When Your Grandparents are Only Memories on Grandparents Day

Grandparents are a big part a grandchild’s life, but sometimes you only have memories of love left of them.

So, as a large part of a grandchild’s life with the memories of love and companionship, their loss is felt when they pass away. How big this loss is felt often depends on the importance of the grandparent in a child’s life and the memories built too. In fact, lots of grandparents are primary caregivers for their grandchildren, so there are memories already being made. If not primary caregivers, many still take care of grandchildren on a regular basis. So, grandparents can influence a child’s values and behavior, giving advice. They form strong emotional bonds with grandchildren that build memories. So, Grandparents Day is a celebration of this close relationship.

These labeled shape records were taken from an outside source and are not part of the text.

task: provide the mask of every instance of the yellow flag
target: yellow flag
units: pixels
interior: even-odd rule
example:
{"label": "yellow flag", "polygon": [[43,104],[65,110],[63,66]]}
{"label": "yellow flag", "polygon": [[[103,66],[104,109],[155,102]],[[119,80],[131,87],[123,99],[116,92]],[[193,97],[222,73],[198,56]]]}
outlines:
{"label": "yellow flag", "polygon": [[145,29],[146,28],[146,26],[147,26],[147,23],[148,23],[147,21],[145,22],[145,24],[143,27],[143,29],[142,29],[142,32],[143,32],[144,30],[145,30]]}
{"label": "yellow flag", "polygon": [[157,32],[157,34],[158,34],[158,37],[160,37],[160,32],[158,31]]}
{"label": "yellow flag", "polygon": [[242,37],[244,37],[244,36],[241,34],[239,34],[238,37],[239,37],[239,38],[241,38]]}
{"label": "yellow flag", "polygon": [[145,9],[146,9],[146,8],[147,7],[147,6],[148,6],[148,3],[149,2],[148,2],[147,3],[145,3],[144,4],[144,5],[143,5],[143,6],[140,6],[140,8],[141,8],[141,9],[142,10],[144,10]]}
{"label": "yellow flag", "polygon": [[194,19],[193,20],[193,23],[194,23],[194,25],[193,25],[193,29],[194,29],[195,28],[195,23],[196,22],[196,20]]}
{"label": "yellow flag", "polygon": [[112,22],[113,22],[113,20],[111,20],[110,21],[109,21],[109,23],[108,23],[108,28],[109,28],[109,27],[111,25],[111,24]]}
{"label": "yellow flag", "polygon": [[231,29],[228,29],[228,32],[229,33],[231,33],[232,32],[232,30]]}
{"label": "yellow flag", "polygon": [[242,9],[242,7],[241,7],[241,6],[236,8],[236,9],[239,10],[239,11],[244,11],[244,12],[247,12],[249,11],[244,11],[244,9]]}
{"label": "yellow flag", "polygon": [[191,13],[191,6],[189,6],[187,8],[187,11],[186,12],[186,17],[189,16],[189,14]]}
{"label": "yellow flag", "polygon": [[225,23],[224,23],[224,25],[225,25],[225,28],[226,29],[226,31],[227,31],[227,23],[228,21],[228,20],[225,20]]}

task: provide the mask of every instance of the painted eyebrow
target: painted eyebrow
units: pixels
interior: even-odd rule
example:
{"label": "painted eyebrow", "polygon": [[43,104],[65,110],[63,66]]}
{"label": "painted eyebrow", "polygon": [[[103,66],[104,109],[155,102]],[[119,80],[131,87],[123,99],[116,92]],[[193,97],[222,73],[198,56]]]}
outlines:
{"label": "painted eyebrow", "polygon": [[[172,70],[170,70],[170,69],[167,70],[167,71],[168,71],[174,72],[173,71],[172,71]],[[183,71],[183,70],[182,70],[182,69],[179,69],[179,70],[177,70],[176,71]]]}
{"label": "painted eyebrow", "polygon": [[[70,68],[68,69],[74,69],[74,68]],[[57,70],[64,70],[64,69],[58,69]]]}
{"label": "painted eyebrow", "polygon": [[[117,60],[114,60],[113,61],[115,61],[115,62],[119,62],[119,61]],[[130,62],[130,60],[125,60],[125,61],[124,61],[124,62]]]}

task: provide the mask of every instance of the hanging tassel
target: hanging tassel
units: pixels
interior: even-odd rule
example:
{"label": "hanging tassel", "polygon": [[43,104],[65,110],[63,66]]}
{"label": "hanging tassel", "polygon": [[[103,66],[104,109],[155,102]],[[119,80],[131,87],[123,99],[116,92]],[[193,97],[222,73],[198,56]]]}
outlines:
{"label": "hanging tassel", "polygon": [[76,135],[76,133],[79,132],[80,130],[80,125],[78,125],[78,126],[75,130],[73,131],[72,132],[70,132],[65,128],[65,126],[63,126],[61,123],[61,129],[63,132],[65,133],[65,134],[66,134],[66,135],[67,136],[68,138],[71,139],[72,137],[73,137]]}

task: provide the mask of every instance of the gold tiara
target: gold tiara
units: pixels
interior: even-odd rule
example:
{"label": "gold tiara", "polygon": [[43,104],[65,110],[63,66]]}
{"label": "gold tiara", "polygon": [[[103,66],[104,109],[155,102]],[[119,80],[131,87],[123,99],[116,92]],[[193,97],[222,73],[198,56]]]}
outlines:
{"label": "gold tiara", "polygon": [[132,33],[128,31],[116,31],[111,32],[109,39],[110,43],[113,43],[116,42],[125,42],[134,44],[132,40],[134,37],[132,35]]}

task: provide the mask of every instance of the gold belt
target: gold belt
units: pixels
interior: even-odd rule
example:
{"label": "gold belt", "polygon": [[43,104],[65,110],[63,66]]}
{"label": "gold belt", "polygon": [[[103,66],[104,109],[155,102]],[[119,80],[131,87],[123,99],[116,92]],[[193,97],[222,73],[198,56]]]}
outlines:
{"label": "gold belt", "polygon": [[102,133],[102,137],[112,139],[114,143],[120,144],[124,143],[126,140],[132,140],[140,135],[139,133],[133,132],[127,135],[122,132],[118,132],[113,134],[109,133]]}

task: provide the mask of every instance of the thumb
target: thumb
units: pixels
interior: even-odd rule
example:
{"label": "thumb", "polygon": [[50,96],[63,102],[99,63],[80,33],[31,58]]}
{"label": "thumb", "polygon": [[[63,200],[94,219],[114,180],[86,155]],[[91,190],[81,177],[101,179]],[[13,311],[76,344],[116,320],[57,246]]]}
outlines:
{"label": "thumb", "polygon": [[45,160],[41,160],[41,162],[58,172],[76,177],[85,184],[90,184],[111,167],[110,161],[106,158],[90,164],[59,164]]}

Plus, it’s important for this close relationship to develop even with such feelings of grief. You are going to die before your children. So, teaching grandchildren to handle the grief of someone who’s close dying, will help them to handle your eventual passing. So, understanding and coming to grips with a grandparent’s death is a painful and needed stepping stone.

Still when a grandparent passes how do you explain it to the grandchildren? Does this affect young grandchildren before they can really express themselves? Plus, how should the grieving be handled? Is their difference in how grief affects a grandchild who is a toddler and one who is a teenager?

Grandchildren and grief

A toddler who spends a lot of time with a grandparent will be confused. One day the grandfather is playing games and laughing with them. The next day they’re gone, and the toddler never sees the grandparent again. A young child though who hasn’t spent much time with a grandparent may not react much at all. Even if they loved the one who has passed. The toddler who really didn’t know Grandma or Grandpa might just react to the grief of the parents not knowing why the parents are upset.

If the child is of school age though, they may ask questions or talk about how they feel. They also may act out feelings through play. If the grandchild is of school age and asks questions, try to answer them in a matter of fact way. Sharing good family memories will additionally help the child come to grips with missing the grandparent.

If the child is a teenager, they will feel loss and grief more. They have more memories. But they will also have the added problem of trying to figure out how to react appropriately. They will be trying to sort out what’s expected of them and how they should act. Teens need to have a role model so that they know their responses are appropriate.

Techniques to help grandchildren through grief

There are some techniques to help a child express their grief over the death of a grandparent. For a younger child, books on loss of a grandparent are helpful. By reading the book to the child, the grandchild can let out emotions safely.

Also, an explanation on how the cycle of life works is needed. It’s something which should be explained before someone in the family passes away. Using seasons of the year is a workable example; or the cycle of a tomato plant. If the child understands the cycle of life and death in something small like a plant, then explaining the loss of a grandparent will be a little easier. The child can associate the death with the explanation of the cycle of life.

Don’t create stories such as “Grandma is away for a while.” It will only confuse the issue and the child. State the facts gently, for example, “Grampa was very sick, and he’s died.” If there are religious beliefs accepted within the family, they should be used. For example, “Grandpa was sick and died and went to heaven.”

Don’t avoid what the child is feeling; it won’t go away. If the child’s feelings aren’t acknowledged, then the child can’t go through the stages of grief. Let the child know what they are feeling is natural.

Some things you can do after the death

After a grandchild has experienced the death of a grandparent, there are ways to handle the memories. On Grandparents Day, stories about the grandparent should be shared. Funny stories, and stories with lessons in them will help. The stories involved will help ease any lasting grief or sorrow.

Also, a trip to the cemetery where the grandparent is buried is a good idea. Planting a flower or placing flowers in a vase is a good way to share memories as well. On Grandparents Day, an outing with grandchildren at the grave and a moment of silence will show respect.

When a grandparent’s death occurs, it can evoke strong memories and emotions. Helping the grandchild handle these emotions is important.